Security tab
There are several options available to you to tighten access to Observer . Many of the options are used in conjunction with OMS, but some can be used by Observer by itself.
To view and change the security settings for an Observer, in Observer choose Options > Observer General Options > Security tab. Use the information in Table 6 to configure the analyzer’s security and OMS options.
Table 6. Security options
Require Observer Login
When enabled, this option forces a user to provide a user name and password to open Observer . The user name can be stored locally if you are not using OMS, or maintained by OMS if the “Authenticate Observer login with OMS” option is enabled. This option is not visible unless you have a special license enabling it.
Caution: Do not lose this password! There is no way to recover a lost administrative password.
Observer Login Credentials—Type a user name and password. This information is encrypted and stored locally. Only one user account is allowed per system. If you want numerous people to have access to Observer with different user accounts, you must use OMS.
Administrative Credentials—A local administrative user account that allows you to create a non-administrator account and to set security options for OMS.
Use Observer Encryption Key file for secure connections
Strong encryption is available for Observer Expert and Suite users. Observer Encryption Key (.OEK) files let you use private encryption keys to ensure that unauthorized persons do not have access to the data flowing between Observer and probes.
To use Observer Encryption Key files, you must copy the encryption key file into the installation directory (usually C:\Program Files\Observer) of each probe or analyzer that you want to authorize. To generate a key file, click the “Launch Encryption Key Generator” button. Its online help explains its use and how to set up the keys it generates.
Each analyzer and each probe must have the .oek file. Observer encryption keys are required if you want to use OMS.
Authenticate users (for redirected Probe instances)
Forces users to authenticate with OMS before using remote probes. User accounts belong to user groups in OMS and through the user group's access to probe instances can be granted or restricted. Only probe instances to which the user has access will be visible in the analyzer. This option does not control whether users can open Observer. That is done through the “Authenticate Observer login with OMS” option.
Manage Observer /Probe license with OMS
An Observer or probe license can be stored and managed locally at each analyzer or probe, or it can be managed centrally by OMS. If unchecked, it is managed locally and you must provide a license for each analyzer/probe. If selected, then you can provide a pool of licenses in OMS and the analyzer or probe will take an available license when the analyzer or probe starts.
Get list of Probe Instances available for redirection from OMS
When selected all probe instances to which you the user has access to through group permissions set in OMS are available when connecting to a probe. When unchecked only the local probe instances are available and no probe instances are listed when connecting to a remote probe.
Share filters with OMS
When selected you may create filters and share them with others. You may also get any filters created by others. Whenever a filter is updated, other users can be informed and update their local version. The list is maintained by OMS.
Synchronize user protocol definitions through OMS
When selected you synchronize protocol definitions, including any derived applications definitions, automatically through OMS. If any protocol definitions are updated in another analyzer, you automatically receive those. If a protocol definition is updated in one analyzer, it is published to OMS and OMS pushes that new definition to all analyzers that choose to synchronize their protocol definitions.
Extra caution should be used with this setting because definitions are automatically propagated to all analyzers (assuming the setting is selected in Observer). If two users are updating the same protocol definition, the last user to save and close the window is whose definition is used. Only one user (or a small select group of users) should be responsible for maintaining the list of protocol definitions. This ensures that no inadvertent changes are made.
Primary/Secondary server
Provide the IP address of the primary OMS server.
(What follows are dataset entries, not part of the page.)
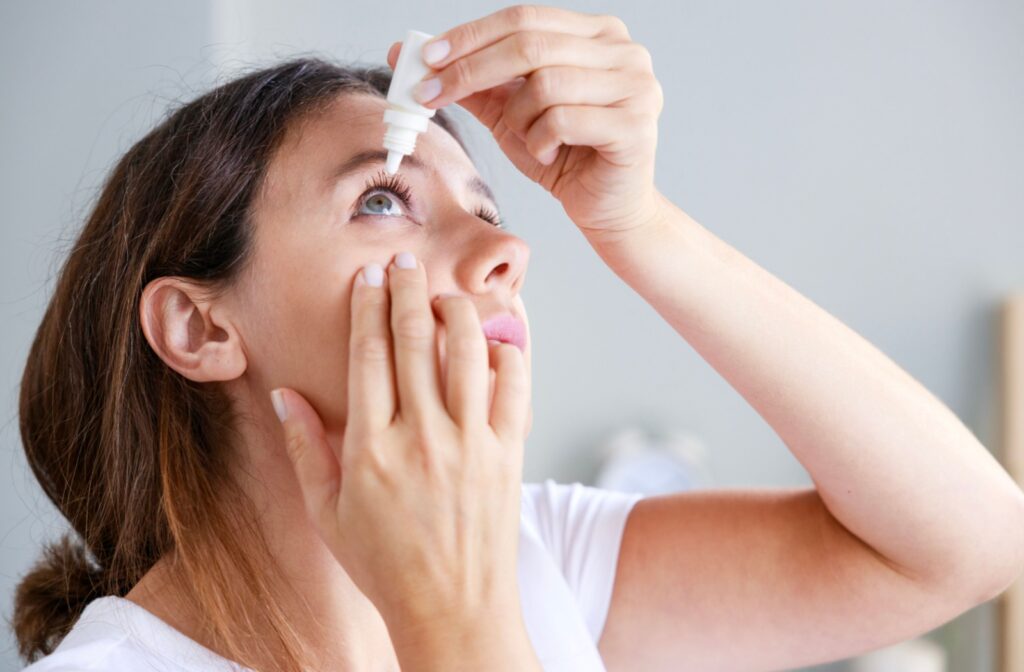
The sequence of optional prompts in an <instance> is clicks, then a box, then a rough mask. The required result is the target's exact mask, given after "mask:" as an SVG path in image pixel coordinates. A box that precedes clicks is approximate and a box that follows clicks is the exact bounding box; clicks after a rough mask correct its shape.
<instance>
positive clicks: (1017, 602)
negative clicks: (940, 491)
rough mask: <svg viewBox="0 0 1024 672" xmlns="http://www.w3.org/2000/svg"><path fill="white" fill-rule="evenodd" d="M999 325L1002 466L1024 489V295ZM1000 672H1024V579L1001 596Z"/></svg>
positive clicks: (1005, 310)
mask: <svg viewBox="0 0 1024 672" xmlns="http://www.w3.org/2000/svg"><path fill="white" fill-rule="evenodd" d="M1000 323H1001V324H1000V325H999V338H1000V343H999V349H1000V363H999V364H1000V366H999V371H1000V372H1001V375H1000V379H1001V381H1000V388H1001V389H1000V390H999V391H1000V393H999V398H1000V400H1001V404H1002V412H1001V415H1000V419H999V424H1000V442H999V443H1000V444H1001V446H1000V449H1001V452H1002V455H1001V458H1002V466H1004V467H1006V469H1007V471H1008V472H1009V473H1010V475H1011V476H1013V477H1014V479H1015V480H1016V481H1017V484H1018V485H1020V486H1022V487H1024V294H1014V295H1012V296H1010V297H1009V299H1007V302H1006V303H1005V304H1004V305H1002V314H1001V316H1000ZM998 622H999V636H998V638H999V672H1024V578H1022V579H1020V580H1018V581H1017V582H1016V583H1015V584H1014V585H1013V586H1011V587H1010V588H1009V589H1008V590H1006V591H1005V592H1004V593H1002V594H1001V595H999V597H998Z"/></svg>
If you are also using a failover OMS server, type its IP address in the Secondary server box.
Allowed to modify shared filters
When selected, you can get a shared filter from someone else, modify it locally, then upload your modified version to OMS thereby making your new version available to everyone else. When disabled, you can only get filters from OMS and upload your own. You cannot modify any filters you get from OMS. This option requires that you have the ability to share filters with OMS.
Authenticate Observer login with OMS
This option works in conjunction with the “Require Observer Login” option. This forces Observer to use OMS to authenticate users rather than Observer’s local user list. A user list is maintained in OMS.
Require a password to change partial packet capture size
Select this option if you want to require someone to provide a password before they may change the partial packet capture size. This is a central password and all users must use the same password.
Launch Encryption Key Generator
Click this button to open the VIAVI encryption key generator. If you want the GigaStor payload to be encrypted using 256-bit AES encryption before it is stored, select the “Encrypt GigaStor network traffic…” option.
An encryption key is needed on the GigaStor (or a location accessible by the GigaStor) to encrypt and decrypt the data. The AES key is not needed on workstations, probes, or other collection points. A special license is required for this feature. ContactVIAVI for this license.